Why does this work? Any triplet that doesn’t exceed the target in any position can only help, never hurt. And if the remaining triplets’ max per position equals the target, we’ve shown each target value is achievable.

Algorithm

  1. Filter out triplets where any element exceeds the corresponding target element.
  2. Take the component-wise max across all remaining triplets.
  3. Return True if the result equals target.

Solution

def mergeTriplets(triplets, target):
    result = [0, 0, 0]

    for t in triplets:
        # Skip triplets that would overshoot any target component
        if t[0] > target[0] or t[1] > target[1] or t[2] > target[2]:
            continue
        # Merge into result
        for j in range(3):
            result[j] = max(result[j], t[j])
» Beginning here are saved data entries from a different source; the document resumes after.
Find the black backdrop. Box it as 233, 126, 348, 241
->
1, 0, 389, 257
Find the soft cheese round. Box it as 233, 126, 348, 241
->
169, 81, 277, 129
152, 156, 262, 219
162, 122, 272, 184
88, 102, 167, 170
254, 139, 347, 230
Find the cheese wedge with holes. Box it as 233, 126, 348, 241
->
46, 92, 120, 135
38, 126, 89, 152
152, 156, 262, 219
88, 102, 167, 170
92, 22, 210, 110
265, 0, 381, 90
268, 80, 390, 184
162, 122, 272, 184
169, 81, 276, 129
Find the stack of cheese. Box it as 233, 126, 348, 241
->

    return result == target


print(mergeTriplets([[2, 5, 3], [1, 8, 4], [1, 7, 5]], [2, 7, 5]))  # True
print(mergeTriplets([[3, 4, 5], [4, 5, 6]], [3, 2, 5]))              # False
print(mergeTriplets([[2, 5, 3], [2, 3, 4], [1, 2, 5]], [2, 5, 5]))  # True
print(mergeTriplets([[1, 1, 1]], [1, 1, 1]))                          # True
print(mergeTriplets([[1, 1, 1], [1, 2, 1]], [1, 2, 1]))              # True


# Using any() for cleaner filtering
def mergeTriplets_v2(triplets, target):
    result = [0, 0, 0]
    for t in triplets:
        if any(t[j] > target[j] for j in range(3)):
            continue
        for j in range(3):
            result[j] = max(result[j], t[j])
    return result == target


print(mergeTriplets_v2([[2, 5, 3], [1, 8, 4], [1, 7, 5]], [2, 7, 5]))  # True

Complexity

  • Time: O(n) — single pass through triplets
  • Space: O(1)

Common Pitfalls

Not filtering triplets that exceed the target. If you merge a triplet with value 8 in position 1 when target[1] = 7, the merged result will have 8 at position 1 — permanently exceeding the target. Always skip such triplets.

Returning True when result covers target but has higher values. The result must equal the target exactly, not just dominate it. After merging filtered triplets, check result == target, not result >= target.

Thinking order of merging matters. Merge is commutative and associative (it’s just component-wise max). Order doesn’t matter — we can merge in any order and get the same final result.